Points over time

We’re generally bad at estimating

Intuitively we all think we are more than capable to estimate how long something is going to take or how long that couch is. The internet howerver is full of stories proving that to be false time and time again.
People in general are bad at estimating things in absolute measures such as hours, meters, kilograms and so on. In regards with development planning these estimation mistakes happen mainly because of two factors. The planning fallacy, failing to consider previous experience in attempting a similar task when delivering an estimate, and optimism bias, assuming that no complications will happen during the completion of the task.
The good news is that we can do better by following a few steps or tricks if you will. The focus of this post is mainly around tech and software development planning but I think it can easily be translated for other uses too.
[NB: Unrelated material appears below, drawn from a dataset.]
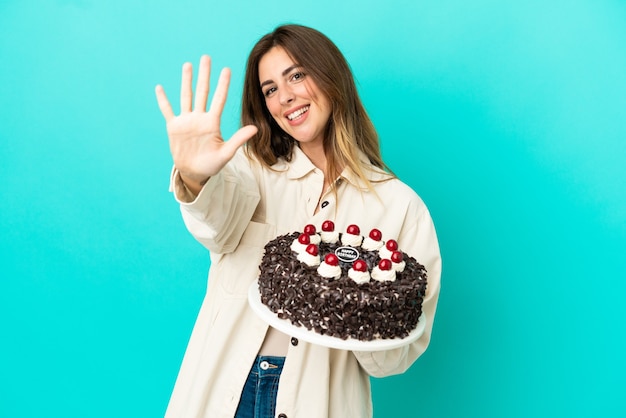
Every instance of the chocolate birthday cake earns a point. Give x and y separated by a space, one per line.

Rely on previous experience

We should rely on previous experience, focus on the general high level view “In the past, a task similar to this took X effort to complete.” rather than on specifics “What are the problematic points when approaching a task like this?”. Moreover, resist the temptation to divide-et-impera the task. To some extent it can be helpful but unfortunately for everyone, the whole is rarely the sum of its parts.
Using historical data is not a surefire way to make sure the estimates are completely accurate every time either but it is one that assures us our estimates are not completely unrealistic. It provides some boundaries and we’re mainly aiming for consistency rather than direct accuracy so things should even out if tor definitions are sound.

Estimate for someone else

Weird as this might sound, people in general are better at estimating when putting themselves in someone else’s shoes rather than when accounting for their own capacity. As such, pick a team member and try and estimate as if you were that person. This seems to be the case because when we’re estimating from this outer perspective we’re more likely to rely on our previous experience as an information pool essentially being more objective.

The uncertainty cone

In the beginning of any work process there are possibly dozens of unknowns that need to be baked into the estimation. As work progresses more and more things will be clarified and the estimation range will narrow. If you were to plot this range over time you’d end up with a cone, hence the name. Since we do our estimation at the start of the task, usually before any work has been done, we need to account for this range of possibility.
Estimating three scenarios forces us to challange our optimisim bias and come up with slightly better estimations. We should then estimate the worst, most likely and best case scenarios and then average the three to come up with the final estimate. This is probably the most intuitive step in getting to a better estimation.

What’s wrong with estimating in hours?

Nothing, estimating in hours is not inherently wrong, just less accurate than estimating in points.
Let’s take a look at the picture to the left. If someone were to ask “How many glasses tall is the bottle?” you’d quickly be able to say that the bottle is two glasses tall. Most importantly, regardless of how many people were asked that, all the answers would be the same.
Now imagine you were asked this instead: “How many centimeters tall is the bottle?”. It’d be hard to get the right answer and even if you did, someone else’s might be slightly or wildly different.

What is a story point?

A story point is a relative measure of size and complexity.
Some will say that my definition of a story point lacks the third component: unkowns. Whilst I guess this would be a techincally correct sort of point, I also think it misses the main reason for estimating in size and complexity.
No one will ever be able to reliably account for unknowns. That’s why they’re called unknowns. Obviously everyone should bake in their estimates an error margin but the thing is most of us do that intuitively. In my experience, asking team members to also account for unkowns on top of that just leads to estimation inflation with no argumentable explanation. Any reason given to justify the margin alloted to “dealing with unkowns” is completely subjectively justifiable. It is not condusive of debate but rather judgement.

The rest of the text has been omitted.